Manila: The Philippine central bank isn’t ruling out a 25-basis-point interest rate hike next month as upside risks to inflation have materialized, according to central bank Governor Eli Remolona.
“One thing we were worried about was transport fare hikes, and that has happened. So I wouldn’t say that we’re done with tightening,” Remolona told reporters at a briefing in Manila on Wednesday. “I would say it’s a serious concern whether supply side shocks will have lasting impact.”
The Bangko Sentral ng Pilipinas chief’s comments come days after September data showed inflation accelerated to a four-month high at 6.1 per cent, surpassing all economist estimates in a Bloomberg survey. It was driven by the fastest gain in rice prices in 14 years. Manila shortly after implemented a temporary increase in jeepney fares from October 8.
Even before the Israel-Hamas war broke and added upside risk to oil prices, Remolona already signaled readiness to resume monetary tightening on or before the November 16 meeting should transport and power costs add to price pressures. He said the central bank is monitoring developments in the Middle East.
The BSP has held its policy rate steady at a 16-year high of 6.25 per cent for the past four meetings.
Still, a hike isn’t a given as the governor has to contend with pushback from President Ferdinand Marcos Jr.’s economic managers, including from Finance Secretary Benjamin Diokno who sits in the BSP’s monetary board.
The central bank had done enough after 425 basis points of rate hikes, Diokno said on Friday, a few hours after Arsenio Balisacan, also of the economic team, warned against the long-term impact of further rate increases after growth slowed in the second quarter.
“But so far, it’s very manageable.
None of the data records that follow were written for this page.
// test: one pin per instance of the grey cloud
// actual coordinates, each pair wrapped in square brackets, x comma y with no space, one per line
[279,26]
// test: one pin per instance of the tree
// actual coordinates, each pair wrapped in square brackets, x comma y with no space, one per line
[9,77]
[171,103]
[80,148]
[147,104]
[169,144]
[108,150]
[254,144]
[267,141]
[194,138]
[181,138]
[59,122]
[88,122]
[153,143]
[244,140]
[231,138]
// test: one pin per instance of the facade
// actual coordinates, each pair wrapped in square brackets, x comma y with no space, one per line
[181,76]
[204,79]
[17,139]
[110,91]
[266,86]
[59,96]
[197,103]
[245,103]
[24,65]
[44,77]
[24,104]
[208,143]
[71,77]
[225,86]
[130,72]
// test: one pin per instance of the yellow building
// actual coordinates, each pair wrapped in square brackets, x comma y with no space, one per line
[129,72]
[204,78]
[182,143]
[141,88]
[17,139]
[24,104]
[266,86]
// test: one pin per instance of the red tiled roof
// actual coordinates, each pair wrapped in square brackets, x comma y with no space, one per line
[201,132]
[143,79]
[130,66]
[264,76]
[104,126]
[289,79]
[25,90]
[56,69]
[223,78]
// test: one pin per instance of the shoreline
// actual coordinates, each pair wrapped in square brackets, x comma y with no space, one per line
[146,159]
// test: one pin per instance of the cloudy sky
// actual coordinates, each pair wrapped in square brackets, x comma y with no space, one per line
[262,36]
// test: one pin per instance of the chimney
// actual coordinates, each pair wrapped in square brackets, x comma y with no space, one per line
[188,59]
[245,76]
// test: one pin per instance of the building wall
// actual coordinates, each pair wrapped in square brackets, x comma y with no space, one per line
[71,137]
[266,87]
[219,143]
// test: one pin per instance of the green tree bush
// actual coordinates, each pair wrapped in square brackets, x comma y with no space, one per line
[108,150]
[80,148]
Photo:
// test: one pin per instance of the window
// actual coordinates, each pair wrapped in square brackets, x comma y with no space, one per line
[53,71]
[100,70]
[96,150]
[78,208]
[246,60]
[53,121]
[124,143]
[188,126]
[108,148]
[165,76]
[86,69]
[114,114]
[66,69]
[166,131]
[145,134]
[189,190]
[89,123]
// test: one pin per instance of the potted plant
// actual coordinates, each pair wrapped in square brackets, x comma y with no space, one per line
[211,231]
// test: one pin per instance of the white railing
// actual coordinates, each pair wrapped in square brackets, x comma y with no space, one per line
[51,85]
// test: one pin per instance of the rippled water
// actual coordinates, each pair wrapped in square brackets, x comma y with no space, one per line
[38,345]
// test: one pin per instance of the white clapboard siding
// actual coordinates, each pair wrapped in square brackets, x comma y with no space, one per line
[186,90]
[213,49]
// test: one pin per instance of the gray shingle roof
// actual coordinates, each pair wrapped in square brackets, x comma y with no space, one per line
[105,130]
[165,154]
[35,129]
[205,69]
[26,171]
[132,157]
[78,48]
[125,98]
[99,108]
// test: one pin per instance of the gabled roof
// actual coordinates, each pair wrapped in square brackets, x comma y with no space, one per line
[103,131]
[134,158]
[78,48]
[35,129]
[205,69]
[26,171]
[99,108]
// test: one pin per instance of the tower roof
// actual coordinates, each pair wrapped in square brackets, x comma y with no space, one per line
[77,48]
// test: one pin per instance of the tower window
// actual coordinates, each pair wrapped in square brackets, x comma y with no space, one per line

We are also making sure that should there be need for emergency liquidity by banks that we will be in a position to provide the emergency liquidity, although we don’t see any need (for that) at the moment,” he said.
Former BSP Governor Felipe Medalla said in June that the central bank was planning to require the nation’s largest business groups to disclose their foreign-debt levels due to concern their exposure may be bigger than currently estimated.